Excerpted from “This I Remember” by Eleanor Roosevelt, published 1949.
“There are two kinds of snobbishness. That of the man who has had a good many opportunities and looks down on those who lack them is usually recognized by all. The other kind of snobbishness is rarely understood, yet it is real. It is that of the self-made man, who glories in his successes in overcoming difficulties and admires greatly people who have achieved the things he considers of importance. Governor Smith, for instance, had a great deal of respect for material success. He admired men who, like John Raskob, had made a success in business through their own efforts or who in some other way had made a name in the world in spite of modest beginnings. But he tended to look down on a man who had not met and conquered the situations he himself had a man like Franklin, who was content not to make a great deal of money so long as he had enough to live comfortably. Franklin had always been moderately wealthy, but Governor Smith couldnt believe that he could be as able as if he had been self-made. The fact that Franklin would spend money on a picture or on the first edition of a book but would economize on food and clothes and entertainment was hard for him to understand. Governor Smith always wore expensive clothes, because they indicated material success; he liked to eat in well-known restaurants; he liked good food and specially prepared dishes. When we went to Albany, [after Franklin was elected governor in 1929] the domestic staff in the Mansion was troubled because they felt they could not cater adequately for us. For instance, they had always had to make monumental desserts for the Smiths, and thought we would expect even grader dishes. They were greatly relieved when they learned that we ate very simple food- like our traditional scrambled eggs for Sunday-night suppers.
Franklin could see no sense in spending money in a restaurant when he had a home to eat in, and he had a lot of the little economies. For example, he never paid more than two dollars for a shirt, and boasted when he found he could get one for $1.50, and he never would buy more than two pairs of shoes, though he bought those and other things in England, as his father had. When we were first married, he asked me one day what I had done with a pair of shoes, and I said I had sent them to be soled. He thought I meant sold and was very angry.
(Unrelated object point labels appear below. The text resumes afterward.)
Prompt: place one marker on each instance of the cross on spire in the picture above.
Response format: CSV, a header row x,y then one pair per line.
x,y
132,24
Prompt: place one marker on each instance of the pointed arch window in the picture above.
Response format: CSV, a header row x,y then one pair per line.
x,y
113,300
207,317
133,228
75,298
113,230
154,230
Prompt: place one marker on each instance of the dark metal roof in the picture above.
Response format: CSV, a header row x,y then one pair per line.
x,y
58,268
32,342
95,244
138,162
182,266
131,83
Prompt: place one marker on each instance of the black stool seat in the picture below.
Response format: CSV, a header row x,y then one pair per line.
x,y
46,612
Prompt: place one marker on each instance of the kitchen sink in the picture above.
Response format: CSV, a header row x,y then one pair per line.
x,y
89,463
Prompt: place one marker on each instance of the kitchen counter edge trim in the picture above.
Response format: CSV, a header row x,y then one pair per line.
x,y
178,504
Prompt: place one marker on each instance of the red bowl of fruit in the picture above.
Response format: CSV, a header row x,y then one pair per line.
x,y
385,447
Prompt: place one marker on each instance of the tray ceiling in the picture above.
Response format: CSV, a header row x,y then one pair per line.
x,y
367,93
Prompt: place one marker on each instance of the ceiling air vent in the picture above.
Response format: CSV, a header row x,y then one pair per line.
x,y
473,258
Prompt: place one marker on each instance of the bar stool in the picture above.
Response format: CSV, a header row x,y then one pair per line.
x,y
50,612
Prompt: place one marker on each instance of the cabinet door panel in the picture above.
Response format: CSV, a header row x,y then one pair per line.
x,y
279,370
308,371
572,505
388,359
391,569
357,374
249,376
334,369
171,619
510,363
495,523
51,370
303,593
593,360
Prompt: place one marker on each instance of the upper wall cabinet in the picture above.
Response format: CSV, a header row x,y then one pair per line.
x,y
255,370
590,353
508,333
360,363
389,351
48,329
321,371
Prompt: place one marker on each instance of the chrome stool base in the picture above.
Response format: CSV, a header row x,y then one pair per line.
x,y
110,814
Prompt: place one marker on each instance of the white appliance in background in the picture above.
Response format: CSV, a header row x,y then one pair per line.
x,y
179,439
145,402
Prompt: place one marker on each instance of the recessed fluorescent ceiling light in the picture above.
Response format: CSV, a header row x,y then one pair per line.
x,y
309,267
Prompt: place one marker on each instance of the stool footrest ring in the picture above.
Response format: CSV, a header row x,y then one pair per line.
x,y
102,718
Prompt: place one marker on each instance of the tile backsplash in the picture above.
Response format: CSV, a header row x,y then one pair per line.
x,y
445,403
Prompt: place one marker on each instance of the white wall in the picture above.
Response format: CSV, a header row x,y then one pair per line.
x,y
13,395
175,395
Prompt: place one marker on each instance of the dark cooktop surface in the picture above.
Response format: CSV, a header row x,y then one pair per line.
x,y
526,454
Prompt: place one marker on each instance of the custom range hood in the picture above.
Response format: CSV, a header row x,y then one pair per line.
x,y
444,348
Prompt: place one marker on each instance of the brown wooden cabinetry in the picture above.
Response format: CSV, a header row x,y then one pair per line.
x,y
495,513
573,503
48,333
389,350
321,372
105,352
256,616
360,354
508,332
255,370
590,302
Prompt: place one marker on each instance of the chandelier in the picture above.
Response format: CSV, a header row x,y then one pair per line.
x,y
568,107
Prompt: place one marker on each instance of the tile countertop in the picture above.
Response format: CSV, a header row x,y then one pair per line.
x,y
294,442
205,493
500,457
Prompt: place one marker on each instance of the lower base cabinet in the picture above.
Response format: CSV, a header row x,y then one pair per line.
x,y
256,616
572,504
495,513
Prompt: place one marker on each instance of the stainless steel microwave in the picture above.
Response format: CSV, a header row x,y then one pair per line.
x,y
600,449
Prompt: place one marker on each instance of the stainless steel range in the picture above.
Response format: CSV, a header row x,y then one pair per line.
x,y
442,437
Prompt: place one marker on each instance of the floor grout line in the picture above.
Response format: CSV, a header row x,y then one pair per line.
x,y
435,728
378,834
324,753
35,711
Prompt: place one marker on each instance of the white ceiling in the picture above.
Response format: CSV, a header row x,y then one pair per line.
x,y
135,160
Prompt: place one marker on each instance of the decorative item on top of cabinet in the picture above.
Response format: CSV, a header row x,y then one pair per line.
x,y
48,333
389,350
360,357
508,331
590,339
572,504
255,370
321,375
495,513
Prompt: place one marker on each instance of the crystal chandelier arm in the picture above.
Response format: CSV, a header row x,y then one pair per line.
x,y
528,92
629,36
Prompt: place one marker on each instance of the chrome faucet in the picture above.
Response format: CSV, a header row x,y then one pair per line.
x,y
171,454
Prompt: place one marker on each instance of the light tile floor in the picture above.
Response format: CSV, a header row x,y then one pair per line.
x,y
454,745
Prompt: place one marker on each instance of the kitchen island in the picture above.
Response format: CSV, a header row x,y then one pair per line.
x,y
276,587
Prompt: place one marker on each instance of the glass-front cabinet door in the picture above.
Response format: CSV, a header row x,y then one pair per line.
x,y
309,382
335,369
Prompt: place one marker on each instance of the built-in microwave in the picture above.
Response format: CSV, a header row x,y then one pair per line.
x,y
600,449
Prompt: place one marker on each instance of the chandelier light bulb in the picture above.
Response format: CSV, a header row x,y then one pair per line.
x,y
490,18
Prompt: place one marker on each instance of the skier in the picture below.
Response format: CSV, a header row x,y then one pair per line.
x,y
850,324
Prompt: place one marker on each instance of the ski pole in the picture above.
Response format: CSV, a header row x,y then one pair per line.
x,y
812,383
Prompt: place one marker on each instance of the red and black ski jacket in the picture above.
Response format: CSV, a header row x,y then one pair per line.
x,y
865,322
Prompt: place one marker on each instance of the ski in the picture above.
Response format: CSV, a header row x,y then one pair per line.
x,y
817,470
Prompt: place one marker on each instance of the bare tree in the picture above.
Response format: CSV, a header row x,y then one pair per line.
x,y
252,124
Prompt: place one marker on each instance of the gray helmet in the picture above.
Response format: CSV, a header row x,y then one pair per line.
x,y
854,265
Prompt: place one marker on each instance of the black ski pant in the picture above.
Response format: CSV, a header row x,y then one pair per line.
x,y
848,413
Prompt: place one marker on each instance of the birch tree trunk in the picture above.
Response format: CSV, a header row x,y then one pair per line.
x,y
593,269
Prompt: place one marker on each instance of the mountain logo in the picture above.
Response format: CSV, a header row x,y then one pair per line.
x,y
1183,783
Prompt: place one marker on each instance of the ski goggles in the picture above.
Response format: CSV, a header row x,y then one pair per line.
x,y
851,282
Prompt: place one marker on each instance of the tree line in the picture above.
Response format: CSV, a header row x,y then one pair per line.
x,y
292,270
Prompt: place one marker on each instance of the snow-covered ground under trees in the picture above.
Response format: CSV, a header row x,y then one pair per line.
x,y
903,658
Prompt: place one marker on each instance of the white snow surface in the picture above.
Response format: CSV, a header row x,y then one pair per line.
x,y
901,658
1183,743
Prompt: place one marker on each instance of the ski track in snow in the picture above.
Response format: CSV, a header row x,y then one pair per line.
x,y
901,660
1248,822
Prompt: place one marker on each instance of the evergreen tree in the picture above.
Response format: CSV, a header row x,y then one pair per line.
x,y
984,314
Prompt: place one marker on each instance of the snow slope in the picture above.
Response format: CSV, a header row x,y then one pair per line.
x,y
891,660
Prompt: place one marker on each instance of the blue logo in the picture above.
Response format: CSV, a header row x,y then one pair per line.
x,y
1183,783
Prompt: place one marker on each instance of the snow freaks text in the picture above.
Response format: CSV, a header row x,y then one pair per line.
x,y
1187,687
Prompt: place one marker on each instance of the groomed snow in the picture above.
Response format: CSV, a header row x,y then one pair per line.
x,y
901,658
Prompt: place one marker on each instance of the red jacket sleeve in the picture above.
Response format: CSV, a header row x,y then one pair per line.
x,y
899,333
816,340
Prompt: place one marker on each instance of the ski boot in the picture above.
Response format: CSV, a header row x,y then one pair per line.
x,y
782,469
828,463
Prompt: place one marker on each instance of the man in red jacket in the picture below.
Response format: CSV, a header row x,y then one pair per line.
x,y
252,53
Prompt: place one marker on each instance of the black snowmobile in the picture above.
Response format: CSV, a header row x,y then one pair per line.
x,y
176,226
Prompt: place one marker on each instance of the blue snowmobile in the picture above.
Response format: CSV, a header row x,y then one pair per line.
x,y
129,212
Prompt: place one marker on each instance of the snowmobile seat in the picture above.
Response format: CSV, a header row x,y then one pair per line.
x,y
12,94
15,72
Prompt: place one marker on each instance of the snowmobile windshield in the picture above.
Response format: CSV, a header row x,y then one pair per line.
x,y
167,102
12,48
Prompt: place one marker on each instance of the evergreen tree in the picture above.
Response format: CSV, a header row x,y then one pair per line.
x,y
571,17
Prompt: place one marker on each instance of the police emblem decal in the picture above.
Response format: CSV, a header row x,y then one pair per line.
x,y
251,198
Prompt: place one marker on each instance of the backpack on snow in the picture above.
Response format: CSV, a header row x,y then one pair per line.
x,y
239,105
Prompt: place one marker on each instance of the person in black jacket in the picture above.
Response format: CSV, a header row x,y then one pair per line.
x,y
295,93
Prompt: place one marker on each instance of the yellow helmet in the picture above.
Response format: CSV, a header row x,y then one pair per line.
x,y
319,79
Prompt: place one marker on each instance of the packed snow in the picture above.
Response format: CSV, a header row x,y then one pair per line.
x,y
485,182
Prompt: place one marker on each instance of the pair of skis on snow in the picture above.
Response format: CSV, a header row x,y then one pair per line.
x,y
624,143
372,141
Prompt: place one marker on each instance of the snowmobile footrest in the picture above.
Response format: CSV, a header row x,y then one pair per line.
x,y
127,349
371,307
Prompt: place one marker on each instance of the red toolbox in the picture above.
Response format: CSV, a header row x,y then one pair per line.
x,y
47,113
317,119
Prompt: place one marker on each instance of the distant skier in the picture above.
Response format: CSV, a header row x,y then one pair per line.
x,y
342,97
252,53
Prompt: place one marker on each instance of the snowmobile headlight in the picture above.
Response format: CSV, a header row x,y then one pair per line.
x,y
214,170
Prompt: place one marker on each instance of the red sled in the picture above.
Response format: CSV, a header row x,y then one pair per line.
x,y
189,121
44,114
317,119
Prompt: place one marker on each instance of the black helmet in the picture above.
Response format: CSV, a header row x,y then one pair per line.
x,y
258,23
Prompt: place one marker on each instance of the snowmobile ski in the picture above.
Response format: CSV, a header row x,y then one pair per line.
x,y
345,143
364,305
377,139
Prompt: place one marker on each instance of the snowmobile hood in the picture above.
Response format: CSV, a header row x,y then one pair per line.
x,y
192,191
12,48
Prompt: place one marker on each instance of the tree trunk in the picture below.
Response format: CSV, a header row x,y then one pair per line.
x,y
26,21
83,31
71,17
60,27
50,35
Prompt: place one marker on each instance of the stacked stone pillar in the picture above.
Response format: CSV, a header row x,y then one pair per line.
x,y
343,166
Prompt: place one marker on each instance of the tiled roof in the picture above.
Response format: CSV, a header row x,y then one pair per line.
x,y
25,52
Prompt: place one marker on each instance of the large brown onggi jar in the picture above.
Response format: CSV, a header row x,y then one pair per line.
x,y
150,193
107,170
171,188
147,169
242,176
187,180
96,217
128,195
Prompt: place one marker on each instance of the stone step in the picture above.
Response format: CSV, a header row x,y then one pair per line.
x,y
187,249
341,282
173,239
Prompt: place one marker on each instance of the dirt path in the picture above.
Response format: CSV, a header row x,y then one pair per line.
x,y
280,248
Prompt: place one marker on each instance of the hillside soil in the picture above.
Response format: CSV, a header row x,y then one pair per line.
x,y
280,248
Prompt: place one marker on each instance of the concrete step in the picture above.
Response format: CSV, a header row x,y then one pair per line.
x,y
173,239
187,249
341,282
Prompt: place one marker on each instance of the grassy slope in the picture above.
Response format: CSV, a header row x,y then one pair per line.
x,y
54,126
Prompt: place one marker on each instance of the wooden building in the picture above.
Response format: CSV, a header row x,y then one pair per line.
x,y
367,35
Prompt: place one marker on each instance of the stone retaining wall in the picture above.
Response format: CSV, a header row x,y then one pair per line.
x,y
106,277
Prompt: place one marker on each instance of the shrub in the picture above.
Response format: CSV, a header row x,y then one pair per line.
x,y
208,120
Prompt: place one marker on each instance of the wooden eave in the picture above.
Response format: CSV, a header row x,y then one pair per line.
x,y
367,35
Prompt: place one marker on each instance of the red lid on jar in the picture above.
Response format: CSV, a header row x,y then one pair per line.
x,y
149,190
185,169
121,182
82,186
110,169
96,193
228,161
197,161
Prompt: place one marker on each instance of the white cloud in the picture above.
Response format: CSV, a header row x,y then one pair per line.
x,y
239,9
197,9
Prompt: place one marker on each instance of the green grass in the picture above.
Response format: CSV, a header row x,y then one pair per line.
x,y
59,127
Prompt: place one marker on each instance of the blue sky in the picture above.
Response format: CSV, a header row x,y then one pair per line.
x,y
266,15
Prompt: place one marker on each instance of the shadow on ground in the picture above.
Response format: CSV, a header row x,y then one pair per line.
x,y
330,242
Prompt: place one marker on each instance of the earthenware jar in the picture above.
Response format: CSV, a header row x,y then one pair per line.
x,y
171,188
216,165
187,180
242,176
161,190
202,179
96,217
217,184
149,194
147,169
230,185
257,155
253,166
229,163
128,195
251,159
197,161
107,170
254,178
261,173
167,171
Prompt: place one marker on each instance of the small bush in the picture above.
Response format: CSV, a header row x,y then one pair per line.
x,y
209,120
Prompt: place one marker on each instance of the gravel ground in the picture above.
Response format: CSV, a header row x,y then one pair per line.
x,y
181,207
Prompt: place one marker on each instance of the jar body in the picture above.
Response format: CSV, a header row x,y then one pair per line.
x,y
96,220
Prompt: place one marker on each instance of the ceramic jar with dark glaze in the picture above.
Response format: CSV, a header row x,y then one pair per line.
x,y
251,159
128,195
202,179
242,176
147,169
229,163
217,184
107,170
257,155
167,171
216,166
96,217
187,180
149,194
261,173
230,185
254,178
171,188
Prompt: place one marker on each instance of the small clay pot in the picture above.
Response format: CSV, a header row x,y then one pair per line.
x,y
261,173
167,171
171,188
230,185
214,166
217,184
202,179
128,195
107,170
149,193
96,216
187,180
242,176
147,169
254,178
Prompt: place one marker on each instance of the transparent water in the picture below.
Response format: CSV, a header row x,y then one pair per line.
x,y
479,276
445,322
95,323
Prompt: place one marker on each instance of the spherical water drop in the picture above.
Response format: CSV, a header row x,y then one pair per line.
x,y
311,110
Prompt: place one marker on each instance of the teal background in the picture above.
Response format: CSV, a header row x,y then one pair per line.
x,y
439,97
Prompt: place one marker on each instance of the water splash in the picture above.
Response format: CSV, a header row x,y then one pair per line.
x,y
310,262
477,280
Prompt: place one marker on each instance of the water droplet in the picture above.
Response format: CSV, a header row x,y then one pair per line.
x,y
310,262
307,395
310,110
Not long ago, when I was cleaning out the big house after his death, I found a suit, which I gave to Jimmy, that his grandfather had bought in London and which had been kept all those years simply because it was ‘too good to throw away.’
Governor Smith did not understand that kind of economy. I always felt strongly that he had a defensive attitude, which arose, of course, from his consciousness that he lacked breadth of knowledge, for he was too intelligent not to know that he did not have a certain kind of cultural background. It often seemed to me that he said things which were contemptuous of academic knowledge simply to bolster his own sense of security.